Hansen beschenkt sich vorzeitig
Erster Sieg eines frühen Ausreißers beim Giro d'Italia 2013: Auf der verregneten 7. Etappe in den Abruzzen gewann Adam Hansen (Lotto) als Solist. Einen Tag vor seinem 32. Geburtstag hängte der Australier seinen Begleiter Emanuele Sella (Androni) 20 Kilometer vor dem Ziel ab. Beide stammten aus einer 6-köpfigen Spitzengruppe, die sich nach 30 der insgesamt 177 Kilometer formierte. Unter den Klassementfahrern musste Bradley Wiggins (Sky) einen herben Rückschlag hinnehmen.

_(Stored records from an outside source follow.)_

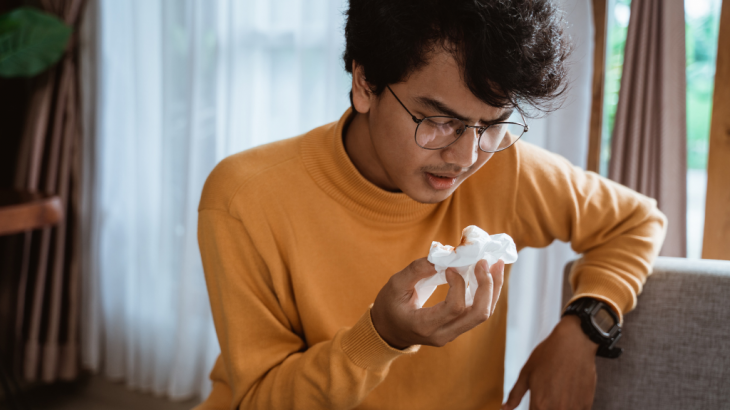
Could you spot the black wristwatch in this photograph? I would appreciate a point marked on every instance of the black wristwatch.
(600, 323)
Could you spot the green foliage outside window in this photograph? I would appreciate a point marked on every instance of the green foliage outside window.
(702, 22)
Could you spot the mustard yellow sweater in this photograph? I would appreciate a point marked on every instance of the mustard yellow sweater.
(296, 244)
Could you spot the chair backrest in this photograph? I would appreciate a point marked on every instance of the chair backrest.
(676, 342)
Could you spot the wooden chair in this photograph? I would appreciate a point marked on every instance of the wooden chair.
(25, 211)
(20, 212)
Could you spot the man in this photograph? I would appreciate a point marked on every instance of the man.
(311, 246)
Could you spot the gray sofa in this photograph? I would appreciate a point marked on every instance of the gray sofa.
(676, 342)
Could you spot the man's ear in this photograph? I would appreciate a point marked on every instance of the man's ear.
(362, 97)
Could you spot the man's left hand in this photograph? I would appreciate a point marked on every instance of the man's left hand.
(561, 371)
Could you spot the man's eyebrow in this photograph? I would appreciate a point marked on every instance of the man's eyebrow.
(442, 108)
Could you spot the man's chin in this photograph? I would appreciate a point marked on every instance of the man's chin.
(428, 195)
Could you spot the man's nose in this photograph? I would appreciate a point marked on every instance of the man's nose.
(465, 151)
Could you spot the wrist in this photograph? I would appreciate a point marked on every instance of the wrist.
(381, 327)
(570, 327)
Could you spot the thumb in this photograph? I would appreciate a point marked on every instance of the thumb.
(518, 391)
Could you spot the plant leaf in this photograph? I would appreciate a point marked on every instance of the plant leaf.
(30, 42)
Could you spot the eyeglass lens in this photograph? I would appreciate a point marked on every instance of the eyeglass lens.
(440, 132)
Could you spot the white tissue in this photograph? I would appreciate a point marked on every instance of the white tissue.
(475, 245)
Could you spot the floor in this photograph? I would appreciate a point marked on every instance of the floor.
(97, 393)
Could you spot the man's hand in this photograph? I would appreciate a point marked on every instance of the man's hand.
(560, 373)
(400, 323)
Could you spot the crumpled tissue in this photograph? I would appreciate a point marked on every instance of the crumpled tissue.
(475, 245)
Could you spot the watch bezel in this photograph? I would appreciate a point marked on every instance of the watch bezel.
(586, 309)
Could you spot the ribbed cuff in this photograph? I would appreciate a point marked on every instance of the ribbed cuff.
(610, 289)
(364, 346)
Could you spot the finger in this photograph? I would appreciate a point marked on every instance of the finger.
(497, 272)
(417, 270)
(447, 310)
(478, 312)
(518, 391)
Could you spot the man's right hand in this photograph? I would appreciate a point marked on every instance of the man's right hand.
(401, 323)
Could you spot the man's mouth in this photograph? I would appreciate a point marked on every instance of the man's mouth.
(441, 181)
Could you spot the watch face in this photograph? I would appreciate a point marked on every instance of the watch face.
(603, 321)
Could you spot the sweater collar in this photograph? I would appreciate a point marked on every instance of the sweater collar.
(326, 160)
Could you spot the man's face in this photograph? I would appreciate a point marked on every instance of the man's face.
(429, 176)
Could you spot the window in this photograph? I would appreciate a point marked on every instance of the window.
(702, 22)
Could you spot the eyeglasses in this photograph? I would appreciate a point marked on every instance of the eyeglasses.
(439, 131)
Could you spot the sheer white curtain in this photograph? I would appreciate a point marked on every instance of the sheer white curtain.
(537, 277)
(179, 85)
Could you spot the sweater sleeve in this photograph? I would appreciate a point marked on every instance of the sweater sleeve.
(264, 363)
(618, 231)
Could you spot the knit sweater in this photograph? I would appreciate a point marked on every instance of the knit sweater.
(296, 244)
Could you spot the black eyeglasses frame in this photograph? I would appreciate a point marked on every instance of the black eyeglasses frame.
(480, 129)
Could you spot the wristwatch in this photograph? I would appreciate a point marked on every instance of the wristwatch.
(600, 323)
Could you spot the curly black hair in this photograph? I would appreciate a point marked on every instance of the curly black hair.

Wiggins geht im Regen unter
Die glitschigen Straßen stellten ein hohes Sturzrisiko dar, dazu das wellige Etappenprofil: Das Peloton zerfiel in der Schlussphase in seine Einzelteile. Bradley Wiggins bestätigte den wenig souveränen Eindruck der Vortage und verlor merklich Zeit. Abgehängt im Anstieg, verunsichert in der Abfahrt, wo er dann stürzte - da mussten auch seine beiden kolumbianischen Sky-Helfer ihre gute Ausgangsposition im Gesamtklassement aufgeben und auf den angeknockten Kapitän warten. Sie begrenzten Wiggins' Zeitverlust auf 1:24 Minuten gegenüber den Hauptgegnern um den Gesamtsieg.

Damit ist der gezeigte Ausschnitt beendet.